Ada 38 sekolah dasar di Kabupaten Jayawijaya telah memasukkan pelajaran Bahasa Dani kepada para peserta didik sehingga mereka dapat mengenal dan mempelajari bahasa yang digunakan masyarakat di Provinsi Papua Pegunungan, kata Anton Maturbungs.

Butuh Payung Hukum

Kepala Sekolah Dasar Negeri Kotaraja Dorce Elsye Mano siap mengalokasikan waktu untuk pelajaran bahasa lokal, namun saat ini masih menunggu payung hukum atau petunjuk dari Dinas Pendidikan Kota Jayapura.

Secara prinsip SDN Kotaraja siap, namun untuk pelaksanaannya masih perlu diatur lebih rinci, misalnya, apakah pengajarnya itu dari guru yang ada atau dari luar, mengingat jumlah penutur berbahasa Tobati terbatas.

"Tidak mudah mengajarkan bahasa lokal karena (guru) harus benar-benar fasih, termasuk menulis dan mengartikannya," kata Elsye Mano yang mengaku berasal dari Tobati namun tidak fasih berbahasa.

Bila program tersebut dilaksanakan di sekolah-sekolah, diyakini jumlah penutur bertambah sehingga tidak perlu ada kekhawatiran bahasa lokal akan punah.
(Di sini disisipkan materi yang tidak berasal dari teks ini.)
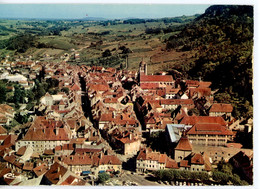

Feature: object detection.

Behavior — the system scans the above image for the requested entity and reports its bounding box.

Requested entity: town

"Saya selaku pendidik berharap bahasa-bahasa yang ada di wilayah Kota Jayapura, selain Tobati, yakni Engros, Kayu Pulau, Nafri, serta Skouw, salah satunya diajarkan kepada para pelajar agar bahasa lokal tidak punah," kata Elsye Mano.

Peran Keluarga, Adat, Dan Agama 

Antropolog Universitas Cenderawasih Frederik Sokoy memaparkan bahwa untuk membangkitkan minat generasi muda di Tanah Papua menggunakan bahasa lokal, butuh kerja sama semua pihak terutama keluarga, adat, dan komunitas agama karena peran merekalah yang utama untuk merawat bahasa lokal.

Untuk melestarikan bahasa Sentani, misalnya, masyarakat adat menggandeng berbagai pihak termasuk gereja -- dalam hal ini Sinode -- agar sekali dalam sebulan pada ibadah hari Minggu, menggunakan bahasa daerah.

Dengan digunakannya bahasa daerah maka jumlah penutur terus bertambah sehingga bahasa tersebut tidak punah digerus perubahan zaman karena generasi muda makin fasih dalam berbahasa lokal.

Keluarga juga diminta berperan aktif menggunakan bahasa lokal saat berkumpul bersama, termasuk para tokoh ketika bertemu dengan warga, tidak hanya di kampung, tetapi juga di setiap pertemuan.